The reliability of the 2014 is unknown. The related Buick LaCrosse is unrated for reliability due to limited sales. The 3.6L V6 suffered from stretched timing chains early in its life and it is uncertain whether the problem has been rectified. GM cars often suffer from steering, suspension and electrical faults as they age. Chevrolet maintains that its new Duralife brake rotors eliminate rotor rusting, lessen brake shudder and will increase rotor durability up to around 120,000 kilometres. The Impala is covered by a three year/60,000 km bumper to bumper warranty, with five years/160,000 km on the powertrain.
Passive safety is taken care of by ten airbags, including knee airbags and side airbags for rear outboard riders. A full suite of safety features such as a forward collision alert, lane departure warning, blind spot detection with rear cross traffic alert and full speed adaptive cruise control with active collision mitigation braking, is optional.
The Impala has not yet been crash tested, but the related Buick LaCrosse was rated Good in the frontal, side, rear and roof strength tests conducted by the Insurance Institute for Highway Safety (IIHS) and earned a five-star overall rating in crash tests conducted by the National Highway Traffic and Safety Administration (NHTSA).
The rear styling treatment of the Impala is a bit generic but nevertheless tasteful
Named after an African antelope, the Impala has worn a version of this antelope-in-motion logo ever since the model debuted in 1958
After decades of producing cars that appeared to have been designed for a plethora of reasons other than appealing to private consumers, GM is back in the consumer products game. The appointment of Bob Lutz as GM's style czar in 2001 started a process that brought some beacons of hope, like the Saturn Aura, the 2008 Chevrolet Malibu and the Pontiac Solstice and Saturn Sky, to the market, but their execution betrayed a lack of final development that undermined their initial promise. Despite the trauma of its bankruptcy, GM did some of its best work during its fiscal fall from grace and the excellence of the 2011 Chevrolet Cruze and the wizardry of the Chevrolet Volt showed that GM had turned a corner.
For decades, reviewers and consumers have been giving GM products qualified praise. The products were generally just good enough, but there was always some residual disappointment that the cars could have been much better had someone in management just said "not good enough" and sent the team shepherding the car through its development back to the drawing board until the car was right.
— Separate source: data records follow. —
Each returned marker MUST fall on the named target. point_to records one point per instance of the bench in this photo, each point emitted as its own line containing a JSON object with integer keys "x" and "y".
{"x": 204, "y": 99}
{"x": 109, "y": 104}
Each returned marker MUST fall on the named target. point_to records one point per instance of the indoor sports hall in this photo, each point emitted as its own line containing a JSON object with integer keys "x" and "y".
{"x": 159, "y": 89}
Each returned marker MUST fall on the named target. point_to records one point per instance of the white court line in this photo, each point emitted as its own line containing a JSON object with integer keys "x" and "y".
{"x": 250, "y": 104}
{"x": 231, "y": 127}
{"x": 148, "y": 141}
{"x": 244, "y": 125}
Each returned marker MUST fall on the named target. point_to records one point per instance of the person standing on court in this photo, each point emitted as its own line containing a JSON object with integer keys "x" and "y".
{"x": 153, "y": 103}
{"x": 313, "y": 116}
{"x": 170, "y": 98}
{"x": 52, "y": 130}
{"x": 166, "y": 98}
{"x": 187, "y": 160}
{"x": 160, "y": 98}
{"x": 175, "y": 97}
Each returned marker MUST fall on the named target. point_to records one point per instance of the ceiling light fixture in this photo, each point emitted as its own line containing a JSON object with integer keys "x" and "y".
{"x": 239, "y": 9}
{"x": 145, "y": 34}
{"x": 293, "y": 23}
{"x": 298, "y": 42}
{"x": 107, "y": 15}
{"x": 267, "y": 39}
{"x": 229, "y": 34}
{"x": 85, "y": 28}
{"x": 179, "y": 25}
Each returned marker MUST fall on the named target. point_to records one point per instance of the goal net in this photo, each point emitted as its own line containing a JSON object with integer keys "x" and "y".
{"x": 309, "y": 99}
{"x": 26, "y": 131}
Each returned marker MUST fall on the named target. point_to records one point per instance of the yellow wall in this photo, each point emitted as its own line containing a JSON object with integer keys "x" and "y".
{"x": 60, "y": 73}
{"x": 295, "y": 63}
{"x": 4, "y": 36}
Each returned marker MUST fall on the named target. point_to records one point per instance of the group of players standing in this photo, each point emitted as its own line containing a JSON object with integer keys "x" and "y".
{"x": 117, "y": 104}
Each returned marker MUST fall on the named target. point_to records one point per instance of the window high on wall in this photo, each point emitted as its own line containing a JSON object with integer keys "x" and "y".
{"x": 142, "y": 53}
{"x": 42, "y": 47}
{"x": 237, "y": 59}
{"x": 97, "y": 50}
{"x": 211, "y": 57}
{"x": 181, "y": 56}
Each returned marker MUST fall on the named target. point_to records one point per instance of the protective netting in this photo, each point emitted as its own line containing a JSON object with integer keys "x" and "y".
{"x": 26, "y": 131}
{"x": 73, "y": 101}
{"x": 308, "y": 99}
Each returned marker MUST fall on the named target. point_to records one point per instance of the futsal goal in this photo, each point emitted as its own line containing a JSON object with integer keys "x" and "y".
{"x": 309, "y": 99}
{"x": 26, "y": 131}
The Cruze and Volt were the first of GM's "no excuses" cars and the Impala continues in that vein as an attractive, roomy, well-built car that is a pleasure to drive.
Chevrolet's biggest hurdle with the new Impala is not convincing those who drive it that it is a great car, but convincing people they should look at it, which will be a profound task given the legacy of mediocrity the Impala name currently represents.